Galphao/i and Galphas signaling function in parallel with the MSP/Eph receptor to control meiotic diapause in C. elegans.

BACKGROUND: A conserved biological feature of sexual reproduction in animals is that oocytes arrest in meiotic prophase and resume meiosis in response to extraovarian signals. In C. elegans, sperm trigger meiotic resumption by means of the major sperm protein ( MSP) signal. MSP promotes meiotic resumption by functioning as an ephrin-signaling antagonist and by counteracting inhibitory inputs from the somatic gonadal sheath cells.
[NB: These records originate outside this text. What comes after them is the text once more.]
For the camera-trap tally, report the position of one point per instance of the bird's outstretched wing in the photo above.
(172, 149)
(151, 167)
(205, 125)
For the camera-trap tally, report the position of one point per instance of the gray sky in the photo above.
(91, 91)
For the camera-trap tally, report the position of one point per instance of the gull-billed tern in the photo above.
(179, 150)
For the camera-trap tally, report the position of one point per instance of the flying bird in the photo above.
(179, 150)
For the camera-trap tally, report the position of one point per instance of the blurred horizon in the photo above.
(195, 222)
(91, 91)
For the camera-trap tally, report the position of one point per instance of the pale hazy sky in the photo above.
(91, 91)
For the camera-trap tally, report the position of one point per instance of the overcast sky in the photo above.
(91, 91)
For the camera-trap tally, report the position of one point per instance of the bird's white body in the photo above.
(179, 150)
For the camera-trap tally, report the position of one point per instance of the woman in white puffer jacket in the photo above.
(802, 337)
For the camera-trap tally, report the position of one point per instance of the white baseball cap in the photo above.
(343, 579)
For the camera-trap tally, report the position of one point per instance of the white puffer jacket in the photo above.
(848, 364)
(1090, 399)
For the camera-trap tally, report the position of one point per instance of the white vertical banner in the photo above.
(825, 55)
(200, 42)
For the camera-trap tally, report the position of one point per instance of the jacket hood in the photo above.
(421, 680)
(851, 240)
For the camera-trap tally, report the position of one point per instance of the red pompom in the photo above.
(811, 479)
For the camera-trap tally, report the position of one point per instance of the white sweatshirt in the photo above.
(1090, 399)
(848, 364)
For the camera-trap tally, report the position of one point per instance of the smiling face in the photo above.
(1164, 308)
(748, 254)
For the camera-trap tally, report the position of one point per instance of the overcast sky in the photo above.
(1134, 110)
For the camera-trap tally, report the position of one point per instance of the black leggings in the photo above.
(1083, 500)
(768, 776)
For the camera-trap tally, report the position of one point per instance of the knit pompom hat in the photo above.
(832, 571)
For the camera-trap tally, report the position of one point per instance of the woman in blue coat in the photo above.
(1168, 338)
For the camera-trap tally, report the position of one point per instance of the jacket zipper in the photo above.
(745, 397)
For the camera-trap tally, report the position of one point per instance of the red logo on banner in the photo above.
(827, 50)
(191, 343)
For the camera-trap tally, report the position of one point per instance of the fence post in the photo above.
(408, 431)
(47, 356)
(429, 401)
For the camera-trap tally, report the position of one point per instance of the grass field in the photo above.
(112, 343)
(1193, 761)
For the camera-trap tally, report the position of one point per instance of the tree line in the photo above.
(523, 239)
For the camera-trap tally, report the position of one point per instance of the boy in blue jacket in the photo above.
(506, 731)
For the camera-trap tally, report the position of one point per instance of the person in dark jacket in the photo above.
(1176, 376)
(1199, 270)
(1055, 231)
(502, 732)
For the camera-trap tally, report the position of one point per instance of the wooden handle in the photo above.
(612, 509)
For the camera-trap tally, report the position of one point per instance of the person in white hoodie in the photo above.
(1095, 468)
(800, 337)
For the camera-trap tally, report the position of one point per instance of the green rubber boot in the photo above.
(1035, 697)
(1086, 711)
RESULTS: By using a genome-wide RNAi screen in a female-sterile genetic background, we identified 17 conserved genes that maintain meiotic arrest in the absence of the MSP signal. In vitro binding experiments show that MSP promotes oocyte mitogen-activated protein kinase activation and meiotic maturation in part through direct interaction with the VAB-1 Eph receptor. Four conserved proteins, including a disabled protein (DAB-1), a vav family GEF (VAV-1), a protein kinase C ( PKC-1), and a STAM homolog (PQN-19), function with the VAB-1 Eph/ MSP receptor in oocytes. We show that antagonistic Galphao/i and Galphas signaling pathways function in the soma to regulate meiotic maturation in parallel to the VAB-1 pathway. Galphas activity is necessary and sufficient to promote meiotic maturation, which it does in part by antagonizing inhibitory sheath/oocyte gap-junctional communication. CONCLUSIONS: Our findings show that oocyte Eph receptor and somatic cell G protein signaling pathways control meiotic diapause in C. elegans, highlighting contrasts and parallels between MSP signaling in C. elegans and luteinizing hormone signaling in mammals.[1]